Top reasons why multibagger Adani Enterprises should be on your watchlist!
Adani Enterprises has proven to be a multi-bagger with its share price jumping from Rs 129 per share in April 2020 to Rs 2,364 per share currently.
The shares of Adani Enterprises closed higher by more than 3 per cent on Monday even as the overall markets showed weakness. The shares of Adani Group showed momentum on July 11 thereby, outperforming the markets even as the shares of Adani Enterprises inched closer to its all-time high level of Rs 2,420 per share. Analysts expect decent revenue as well as net profit growth for Adani Enterprises, owing to its various strategic advantages.
- Adani Airports has clear revenue visibility for the coming decades and is seen as a key growth driver for the company.
- The company’s foray into the green hydrogen space is the next big growth trigger for the company. This foray is also expected to put the group on the global landscape.

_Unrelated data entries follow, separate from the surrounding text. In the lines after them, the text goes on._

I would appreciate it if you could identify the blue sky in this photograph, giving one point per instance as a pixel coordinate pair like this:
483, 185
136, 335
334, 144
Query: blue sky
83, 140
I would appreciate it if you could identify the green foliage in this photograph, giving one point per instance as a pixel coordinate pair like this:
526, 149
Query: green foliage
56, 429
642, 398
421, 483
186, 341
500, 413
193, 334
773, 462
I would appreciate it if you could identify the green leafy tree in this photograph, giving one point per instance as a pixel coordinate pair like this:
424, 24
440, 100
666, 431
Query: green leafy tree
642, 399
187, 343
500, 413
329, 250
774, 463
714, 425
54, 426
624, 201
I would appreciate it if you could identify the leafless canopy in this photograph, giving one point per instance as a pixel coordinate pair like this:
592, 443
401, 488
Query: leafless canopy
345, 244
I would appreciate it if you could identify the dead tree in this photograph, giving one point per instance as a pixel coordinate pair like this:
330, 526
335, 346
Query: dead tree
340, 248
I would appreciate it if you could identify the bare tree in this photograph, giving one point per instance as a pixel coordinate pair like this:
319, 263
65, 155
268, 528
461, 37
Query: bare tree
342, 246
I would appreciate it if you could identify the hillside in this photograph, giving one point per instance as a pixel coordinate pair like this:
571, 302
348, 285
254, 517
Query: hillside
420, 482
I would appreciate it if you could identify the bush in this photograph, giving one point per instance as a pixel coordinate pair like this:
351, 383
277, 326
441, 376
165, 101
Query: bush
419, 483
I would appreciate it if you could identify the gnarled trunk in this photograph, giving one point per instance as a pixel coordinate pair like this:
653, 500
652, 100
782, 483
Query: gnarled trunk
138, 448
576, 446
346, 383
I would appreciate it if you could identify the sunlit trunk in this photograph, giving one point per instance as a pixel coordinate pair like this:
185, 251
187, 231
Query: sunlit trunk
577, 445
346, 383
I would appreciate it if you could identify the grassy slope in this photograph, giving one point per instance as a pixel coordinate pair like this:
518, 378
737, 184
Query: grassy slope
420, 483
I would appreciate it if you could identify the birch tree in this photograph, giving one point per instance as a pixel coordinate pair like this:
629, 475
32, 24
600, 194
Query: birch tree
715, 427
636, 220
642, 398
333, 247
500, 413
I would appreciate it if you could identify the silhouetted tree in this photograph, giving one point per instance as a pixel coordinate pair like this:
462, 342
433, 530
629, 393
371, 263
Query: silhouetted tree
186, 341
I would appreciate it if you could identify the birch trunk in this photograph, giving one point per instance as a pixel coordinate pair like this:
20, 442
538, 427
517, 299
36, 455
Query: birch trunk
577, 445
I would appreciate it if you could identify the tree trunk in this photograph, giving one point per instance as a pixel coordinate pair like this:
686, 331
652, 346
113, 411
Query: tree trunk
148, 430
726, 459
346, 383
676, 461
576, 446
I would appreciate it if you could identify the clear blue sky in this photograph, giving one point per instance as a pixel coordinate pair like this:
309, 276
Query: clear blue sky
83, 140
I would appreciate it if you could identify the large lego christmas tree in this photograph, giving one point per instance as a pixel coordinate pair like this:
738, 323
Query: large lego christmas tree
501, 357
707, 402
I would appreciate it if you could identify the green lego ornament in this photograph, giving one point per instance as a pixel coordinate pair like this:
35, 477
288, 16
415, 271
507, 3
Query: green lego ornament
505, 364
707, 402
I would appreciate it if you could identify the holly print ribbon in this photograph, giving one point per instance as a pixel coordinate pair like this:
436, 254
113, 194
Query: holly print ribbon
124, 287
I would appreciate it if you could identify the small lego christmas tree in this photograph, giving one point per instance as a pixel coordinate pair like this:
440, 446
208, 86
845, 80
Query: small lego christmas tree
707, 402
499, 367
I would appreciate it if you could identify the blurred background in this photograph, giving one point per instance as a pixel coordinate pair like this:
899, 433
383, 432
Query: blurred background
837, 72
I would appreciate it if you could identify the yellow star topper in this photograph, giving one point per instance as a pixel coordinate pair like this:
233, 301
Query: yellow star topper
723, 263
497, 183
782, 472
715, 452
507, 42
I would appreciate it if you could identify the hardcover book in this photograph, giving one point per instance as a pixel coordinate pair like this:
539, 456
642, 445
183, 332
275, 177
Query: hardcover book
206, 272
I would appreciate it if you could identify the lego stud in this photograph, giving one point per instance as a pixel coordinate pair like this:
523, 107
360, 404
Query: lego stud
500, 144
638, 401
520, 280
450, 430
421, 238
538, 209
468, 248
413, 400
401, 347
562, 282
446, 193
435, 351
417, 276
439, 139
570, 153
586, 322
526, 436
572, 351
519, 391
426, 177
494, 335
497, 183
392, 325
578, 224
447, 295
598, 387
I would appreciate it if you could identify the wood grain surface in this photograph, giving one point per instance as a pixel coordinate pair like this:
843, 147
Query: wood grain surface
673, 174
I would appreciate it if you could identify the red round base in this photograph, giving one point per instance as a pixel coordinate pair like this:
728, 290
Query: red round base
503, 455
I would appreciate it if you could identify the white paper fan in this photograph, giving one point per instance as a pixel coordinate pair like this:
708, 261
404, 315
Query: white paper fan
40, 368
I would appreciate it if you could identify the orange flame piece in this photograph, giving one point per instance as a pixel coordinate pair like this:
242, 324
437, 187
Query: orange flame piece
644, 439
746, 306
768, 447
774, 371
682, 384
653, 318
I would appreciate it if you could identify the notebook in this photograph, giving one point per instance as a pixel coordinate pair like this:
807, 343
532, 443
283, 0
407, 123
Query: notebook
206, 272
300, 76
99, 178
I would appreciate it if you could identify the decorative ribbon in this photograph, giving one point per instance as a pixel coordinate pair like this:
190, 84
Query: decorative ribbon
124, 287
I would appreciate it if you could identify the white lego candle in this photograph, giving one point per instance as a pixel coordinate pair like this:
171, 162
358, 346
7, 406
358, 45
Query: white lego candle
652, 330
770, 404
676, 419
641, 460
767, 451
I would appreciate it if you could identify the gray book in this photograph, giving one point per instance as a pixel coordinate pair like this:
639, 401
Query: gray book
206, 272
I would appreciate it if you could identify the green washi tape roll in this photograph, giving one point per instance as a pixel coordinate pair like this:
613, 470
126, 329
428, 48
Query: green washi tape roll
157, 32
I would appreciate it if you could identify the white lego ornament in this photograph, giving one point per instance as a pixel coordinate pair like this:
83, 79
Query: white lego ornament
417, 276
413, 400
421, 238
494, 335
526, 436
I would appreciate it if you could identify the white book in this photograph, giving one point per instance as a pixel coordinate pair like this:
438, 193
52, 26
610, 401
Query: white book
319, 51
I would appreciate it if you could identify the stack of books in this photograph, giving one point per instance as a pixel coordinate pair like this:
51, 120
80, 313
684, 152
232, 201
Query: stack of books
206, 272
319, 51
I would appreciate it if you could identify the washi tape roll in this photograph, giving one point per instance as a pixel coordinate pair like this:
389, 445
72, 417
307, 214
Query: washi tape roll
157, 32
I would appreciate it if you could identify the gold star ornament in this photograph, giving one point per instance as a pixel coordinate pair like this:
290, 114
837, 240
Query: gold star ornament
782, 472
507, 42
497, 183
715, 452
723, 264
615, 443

- Defence sector initiatives by Adani Enterprises vertical to manufacture UAVs, drones & aircraft parts as well as small arms can provide significant upside potential in coming years.
The company is known for its capital adequacy (strength) and astute cash flow management. On July 14, the company will turn ex-dividend.
The shares of Adani Enterprises saw a price volume breakout on July 11. Adani Enterprises has proven to be a multibagger with its share price jumping from Rs 129 per share in April 2020 to Rs 2,364 per share currently; thus, reflecting gains of approximately 1,747 per cent in just over two-year and three-month time periods.
Long-term investors should keep Adani Enterprises on their watchlist for the coming trading sessions.